End-User Programming for Mobile Devices


July 16, 2012


Nikolai Tillman from Microsoft Research chairs this session at Faculty Summit 2012.

In 2012, we are in the middle of a technology shift: instead of using PCs and laptops, mobile devices are becoming more prevalent for most everyday computing tasks. In fact, never before in human history were incredibly powerful and versatile computing devices such as smartphones available and adopted so broadly.

In this session, we discuss whether and how end-users can program mobile computing devices for fun and to automate tasks and implications for teaching computer science in today’s classrooms. Microsoft Research created the novel application creation environment TouchDevelop, which enables end users to author programs on smartphones—without a PC. We compare the traditional approach of using established programming languages to write mobile applications on a PC to novel programming approaches that enable creating applications on mobile devices directly. By mining existing mobile programming environments, we can infer what kind of applications end users want to create and what challenges they face.

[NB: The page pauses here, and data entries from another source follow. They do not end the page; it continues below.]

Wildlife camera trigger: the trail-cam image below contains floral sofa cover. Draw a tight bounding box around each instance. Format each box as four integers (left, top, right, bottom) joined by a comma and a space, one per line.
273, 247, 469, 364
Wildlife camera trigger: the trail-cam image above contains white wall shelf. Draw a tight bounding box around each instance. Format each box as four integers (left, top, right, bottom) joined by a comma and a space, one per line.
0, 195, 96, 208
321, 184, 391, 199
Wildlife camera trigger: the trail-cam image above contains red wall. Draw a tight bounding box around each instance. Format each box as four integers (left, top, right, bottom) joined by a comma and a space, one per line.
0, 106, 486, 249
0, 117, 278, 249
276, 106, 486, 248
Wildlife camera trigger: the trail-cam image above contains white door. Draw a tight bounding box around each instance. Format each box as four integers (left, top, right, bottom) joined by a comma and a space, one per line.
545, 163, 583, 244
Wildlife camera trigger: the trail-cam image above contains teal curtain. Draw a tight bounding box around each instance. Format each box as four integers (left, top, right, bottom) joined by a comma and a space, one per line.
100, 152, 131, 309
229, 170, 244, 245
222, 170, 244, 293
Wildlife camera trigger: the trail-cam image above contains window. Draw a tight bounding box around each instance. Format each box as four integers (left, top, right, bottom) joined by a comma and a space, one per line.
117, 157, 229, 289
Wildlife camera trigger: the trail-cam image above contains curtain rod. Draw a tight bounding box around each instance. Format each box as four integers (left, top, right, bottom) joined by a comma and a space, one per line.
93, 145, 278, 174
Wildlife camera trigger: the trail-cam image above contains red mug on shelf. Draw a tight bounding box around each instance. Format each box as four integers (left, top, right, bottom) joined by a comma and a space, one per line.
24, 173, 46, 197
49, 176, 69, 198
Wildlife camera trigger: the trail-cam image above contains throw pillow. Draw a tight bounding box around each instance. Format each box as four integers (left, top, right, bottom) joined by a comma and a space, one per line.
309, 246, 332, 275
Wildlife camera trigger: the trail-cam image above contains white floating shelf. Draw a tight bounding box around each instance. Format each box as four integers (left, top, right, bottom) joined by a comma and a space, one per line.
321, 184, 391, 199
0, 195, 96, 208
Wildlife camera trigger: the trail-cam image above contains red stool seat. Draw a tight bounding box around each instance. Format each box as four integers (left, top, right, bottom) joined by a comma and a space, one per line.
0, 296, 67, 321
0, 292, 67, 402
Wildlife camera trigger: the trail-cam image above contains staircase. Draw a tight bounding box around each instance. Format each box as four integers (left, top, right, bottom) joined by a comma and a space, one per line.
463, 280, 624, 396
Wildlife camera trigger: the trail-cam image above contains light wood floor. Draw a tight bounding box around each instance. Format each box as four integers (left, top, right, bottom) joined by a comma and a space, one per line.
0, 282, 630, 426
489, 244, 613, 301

Christoph Csallner, Nikolai Tillman, and Suresh Lodha

Christoph Csallner is an assistant professor in the Computer Science and Engineering Department at the University of Texas at Arlington (UTA). Before joining UTA, he worked for Google and Microsoft Research and received a PhD degree from Georgia Tech. He has received two Distinguished Paper Awards, the first one at the 2006 ACM SIGSOFT International Symposium on Software Testing and Analysis (ISSTA) and the second one at the 2007 IEEE/ACM International Conference on Automated Software Engineering (ASE).